Лес меня манил в любую погоду. Попав в него, я забывал буквально обо всем. Действительно, стоило мне окунуться в его зеленую чащу, найти первую семейку крепких боровиков, как все посторонние мысли выветрились из моей головы. Находивший по лесу, я вышел случайно на небольшую полянку. Ее пересекал небольшой ручеек с родниковой холодной водой. Ручеек сверкал на солнце, посылая в глаза солнечные блики. Поперек лежал поваленный ствол сосны с  расщепленным комлем.  Я с удовольствием напился из него до ломоты в зубах и сел отдохнуть на дерево. Где-то далеко глухо долбил, старался дятел, совсем рядом пела невидимая мне иволга.  Царство леса  очаровало меня девственной красотой и покоем. Отдохнув, я продолжил свой путь. Солнце уже начало клониться к западу и стало золотить верхушки сосен. Обратный путь оказался не так уж легок. Я ориентировался по берегу реки. Возвратился домой уже затемно, с увесистой корзиной грибов.
 На следующий день, как и половину вчерашнего,  я ни разу не взглянул и не заговорил с Таней, хотя много раз замечал ее прямые вопросительные  взгляды исподлобья.
 Прозябать в этом забытом богом  и чертом уголке, ухаживать за больными и пожилыми, не жить, а влачиться  нудным существованием наверно не представляло особой радости для девушки. Моя странная пауза в отношениях, отказ от какого-либо продолжения, верно, повлек ее удивление и необоснованную обиду. Как любая девушка, она должна была чувствовать, что задето ее самолюбие. Два дня паузы, конечно, стоили мне  напряжения душевных сил. Так и хотелось иногда пошутить, сделать что-нибудь впечатляющее, но приходилось сдерживать себя, с совершеннейшим показным  равнодушием взирать на все вокруг.
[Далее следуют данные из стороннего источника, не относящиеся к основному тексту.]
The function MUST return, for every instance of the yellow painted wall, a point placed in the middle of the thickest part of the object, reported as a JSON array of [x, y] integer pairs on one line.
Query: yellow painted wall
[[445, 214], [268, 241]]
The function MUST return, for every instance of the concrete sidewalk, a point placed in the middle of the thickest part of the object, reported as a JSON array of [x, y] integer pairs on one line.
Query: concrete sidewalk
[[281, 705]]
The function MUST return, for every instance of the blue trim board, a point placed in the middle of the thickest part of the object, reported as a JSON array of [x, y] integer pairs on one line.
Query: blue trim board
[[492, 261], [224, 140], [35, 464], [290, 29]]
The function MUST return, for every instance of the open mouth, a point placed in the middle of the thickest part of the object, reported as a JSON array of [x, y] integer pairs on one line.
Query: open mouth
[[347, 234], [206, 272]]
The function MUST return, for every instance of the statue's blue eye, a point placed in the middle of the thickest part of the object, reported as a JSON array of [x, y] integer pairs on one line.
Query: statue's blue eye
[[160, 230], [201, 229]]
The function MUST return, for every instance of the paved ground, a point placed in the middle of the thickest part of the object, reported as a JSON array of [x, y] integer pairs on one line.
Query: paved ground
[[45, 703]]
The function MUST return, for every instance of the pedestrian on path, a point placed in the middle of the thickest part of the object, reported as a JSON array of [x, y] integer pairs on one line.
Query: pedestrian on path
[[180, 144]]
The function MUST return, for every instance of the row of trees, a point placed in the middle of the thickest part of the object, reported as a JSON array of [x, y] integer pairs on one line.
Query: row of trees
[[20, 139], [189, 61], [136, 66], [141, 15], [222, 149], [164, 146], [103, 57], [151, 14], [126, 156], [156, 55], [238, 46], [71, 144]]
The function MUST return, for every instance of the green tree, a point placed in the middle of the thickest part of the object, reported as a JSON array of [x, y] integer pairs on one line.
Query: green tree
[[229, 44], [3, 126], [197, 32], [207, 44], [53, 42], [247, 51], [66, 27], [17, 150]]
На третий день, за завтраком, я отметил, как лучшие куски попадают в мою тарелку, минуя тарелки  дяди и тети. Платьишко Тани сменилось на легкий сарафан. Голубой батист был оторочен  красной вышивкой и гармонировал с ее глазами. Выражение лица у нее было чуть печальное с оттенком легкой грусти.  Косым зрением взгляд мой реагировал на каждое ее движение. Я видел, как подавая дяде, компот она изогнулась над столом, материя  плотно обтянула ее спину, двигающиеся лопатки. Подойдя к окну, Таня поправляла волосы, и я смутился, увидев у нее под крылышками сарафана темно-каштановую густую поросль под мышками.  В лучах солнца глянцевитые волоски светились ярким пучком, топорщились в разные стороны.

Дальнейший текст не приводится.